Output sumstats in certain formats
GWASLab provides a flexible formatting and saving function.
.to_format()
Options
.to_format() options |
DataType | Description | Default |
|---|---|---|---|
path |
string |
the path for the output file; only prefix is needed. | "./sumstats" |
fmt |
string |
output format for sumstats. Currently support plink, plink2, ldsc, saige, fastgwa, regenie and so forth. For details, please check https://github.com/Cloufield/formatbook. |
"gwaslab" |
tab_fmt |
string |
tabular format type when fmt is not 'vcf', 'bed', or 'annovar'. Options: tsv, csv, parquet |
"tsv" |
cols |
list |
list of additional columns to include in the output | None |
extract |
list |
a list of variant SNPIDs to include. | None |
exclude |
list |
a list of variant SNPIDs to exclude. | None |
id_use |
SNPID or rsID |
specify which ID to use when excluding or extracting variants. | rsID |
hapmap3 |
boolean |
If True, only output Hapmap3 SNPs. | False |
exclude_hla |
boolean |
If True, exclude variants in the MHC region from the output. | False |
hla_range |
tuple |
a tuple of 2 numbers (Mbp) indicating the start and the end position of the HLA region. | (25,34) |
build |
string |
reference genome build. | None |
n |
float |
sample size to add as 'N' column. | None |
no_status |
boolean |
If True, exclude 'STATUS' column from output. | False |
xymt_number |
boolean |
If True, output sex chromosomes as numeric codes (23, 24, 25 for X, Y, MT). | False |
xymt |
list |
3-element list of sex chromosome notations. If None, automatically derived from Sumstats object's species (species-aware). Default: None (auto-detect from species) |
None |
chr_prefix |
string |
Add a prefix to chromosomes. For example, 6 -> chr6. | "" |
gzip |
boolean |
If True, gzip compress the output file. | True |
bgzip |
boolean |
If True, bgzip the output file. Only works for bed and vcf format. | False |
tabix |
boolean |
If True, use tabix to index the bgzipped output file. Only works for bed and vcf format. Requires bgzip=True. |
False |
tabix_indexargs |
dict |
extra parameters for pysam.tabix_index() | {} |
md5sum |
boolean |
If True, calculate and output the file MD5 hashes | False |
to_csvargs |
dict |
extra parameters for pd.to_csv() | None |
to_tabular_kwargs |
dict |
extra parameters for tabular format output (tsv, csv, parquet) | None |
float_formats |
dict |
a dictionary to specify the float format for each column. | None |
validate |
boolean |
If True, use gwas-ssf CLI tool for validation (only for SSF format). | False |
verbose |
boolean |
If True, print logs. | True |
output_log |
boolean |
If True, save the log to a file. | True |
ssfmeta |
boolean |
If True, output a gwas-ssf-style meta file. | False |
Format dictionary
Using float_formats, you can specify the formats for numbers.

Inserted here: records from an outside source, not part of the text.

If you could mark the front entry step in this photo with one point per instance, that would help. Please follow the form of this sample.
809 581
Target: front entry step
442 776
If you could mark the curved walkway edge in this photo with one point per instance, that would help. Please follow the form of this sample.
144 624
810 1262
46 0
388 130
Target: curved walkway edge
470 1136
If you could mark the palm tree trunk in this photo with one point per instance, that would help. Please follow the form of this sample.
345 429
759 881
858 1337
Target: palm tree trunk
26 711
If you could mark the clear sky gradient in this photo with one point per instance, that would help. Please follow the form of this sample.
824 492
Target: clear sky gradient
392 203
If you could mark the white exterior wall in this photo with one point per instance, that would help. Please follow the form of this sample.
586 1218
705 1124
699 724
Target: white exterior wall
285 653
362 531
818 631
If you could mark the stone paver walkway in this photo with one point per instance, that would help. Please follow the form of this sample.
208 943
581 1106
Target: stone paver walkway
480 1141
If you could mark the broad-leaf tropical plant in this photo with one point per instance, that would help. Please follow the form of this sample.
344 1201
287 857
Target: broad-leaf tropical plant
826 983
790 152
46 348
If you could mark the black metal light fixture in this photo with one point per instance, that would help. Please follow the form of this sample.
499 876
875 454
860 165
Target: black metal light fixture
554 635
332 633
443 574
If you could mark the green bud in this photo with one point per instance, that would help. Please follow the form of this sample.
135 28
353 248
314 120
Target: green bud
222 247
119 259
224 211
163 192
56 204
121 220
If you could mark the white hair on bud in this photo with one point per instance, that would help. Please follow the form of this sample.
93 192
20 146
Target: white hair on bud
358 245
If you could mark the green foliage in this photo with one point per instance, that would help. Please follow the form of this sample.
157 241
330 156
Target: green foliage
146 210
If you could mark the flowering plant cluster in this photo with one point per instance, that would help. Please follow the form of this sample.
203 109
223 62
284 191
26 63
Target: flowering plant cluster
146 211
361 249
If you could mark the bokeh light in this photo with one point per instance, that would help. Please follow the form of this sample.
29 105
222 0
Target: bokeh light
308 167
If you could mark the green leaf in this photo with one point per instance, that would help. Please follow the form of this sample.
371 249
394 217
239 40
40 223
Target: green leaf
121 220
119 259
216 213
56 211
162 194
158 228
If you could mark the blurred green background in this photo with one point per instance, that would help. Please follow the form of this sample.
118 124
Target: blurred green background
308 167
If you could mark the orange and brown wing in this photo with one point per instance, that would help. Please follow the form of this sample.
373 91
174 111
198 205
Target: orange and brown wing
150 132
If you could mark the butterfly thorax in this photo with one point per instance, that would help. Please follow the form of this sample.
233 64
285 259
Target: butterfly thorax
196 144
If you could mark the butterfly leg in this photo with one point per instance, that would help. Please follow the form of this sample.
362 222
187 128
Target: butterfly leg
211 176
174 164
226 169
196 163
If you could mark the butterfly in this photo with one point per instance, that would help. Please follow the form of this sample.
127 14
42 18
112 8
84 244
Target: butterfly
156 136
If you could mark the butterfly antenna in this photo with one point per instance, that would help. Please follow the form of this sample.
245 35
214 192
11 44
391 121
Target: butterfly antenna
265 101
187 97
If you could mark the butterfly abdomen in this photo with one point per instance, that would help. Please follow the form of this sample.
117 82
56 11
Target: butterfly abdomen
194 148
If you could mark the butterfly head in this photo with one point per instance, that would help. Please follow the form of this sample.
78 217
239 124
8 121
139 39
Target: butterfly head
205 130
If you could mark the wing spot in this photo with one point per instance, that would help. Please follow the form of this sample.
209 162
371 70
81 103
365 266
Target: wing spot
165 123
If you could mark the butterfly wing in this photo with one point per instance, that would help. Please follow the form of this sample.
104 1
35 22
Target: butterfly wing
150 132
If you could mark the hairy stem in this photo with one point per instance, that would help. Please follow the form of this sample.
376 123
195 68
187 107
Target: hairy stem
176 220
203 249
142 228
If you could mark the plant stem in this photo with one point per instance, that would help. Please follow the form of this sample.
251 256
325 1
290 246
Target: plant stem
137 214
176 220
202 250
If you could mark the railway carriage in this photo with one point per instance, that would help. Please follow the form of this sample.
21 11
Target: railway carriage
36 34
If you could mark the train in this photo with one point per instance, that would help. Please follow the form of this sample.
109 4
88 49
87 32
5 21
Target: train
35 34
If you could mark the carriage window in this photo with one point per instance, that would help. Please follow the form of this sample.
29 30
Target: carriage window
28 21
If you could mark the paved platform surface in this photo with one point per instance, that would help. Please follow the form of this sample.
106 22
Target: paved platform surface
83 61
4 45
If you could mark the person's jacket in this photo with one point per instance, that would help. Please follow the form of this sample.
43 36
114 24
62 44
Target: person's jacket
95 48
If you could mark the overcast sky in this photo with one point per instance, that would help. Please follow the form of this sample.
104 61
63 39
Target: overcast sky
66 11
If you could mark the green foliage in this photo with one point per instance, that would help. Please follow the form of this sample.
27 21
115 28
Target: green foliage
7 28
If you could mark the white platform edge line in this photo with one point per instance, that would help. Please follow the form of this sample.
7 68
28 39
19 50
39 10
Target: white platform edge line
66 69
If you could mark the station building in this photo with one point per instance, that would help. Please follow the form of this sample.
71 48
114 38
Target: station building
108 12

Default formats for floating-point numbers
Output File Naming
The output filename is automatically constructed based on the format and tabular format:
- Pattern: {path}.{fmt}.{tab_fmt}[.gz]
- Examples:
- path="./sumstats", fmt="gwaslab", tab_fmt="tsv", gzip=True → sumstats.gwaslab.tsv.gz
- path="./output", fmt="ldsc", tab_fmt="csv", gzip=False → output.ldsc.csv
- path="./data", fmt="vcf", bgzip=True → data.vcf.bcf.gz (if bgzip) or data.vcf.gz (if gzip)
Examples
GWASLab supports commonly used tabular formats, which are listed in a companion repository formatbook.
formatbook
For more details, please check formatbook
Basic format conversion
# Convert to LDSC format
mysumstats.to_format(path="./output", fmt="ldsc")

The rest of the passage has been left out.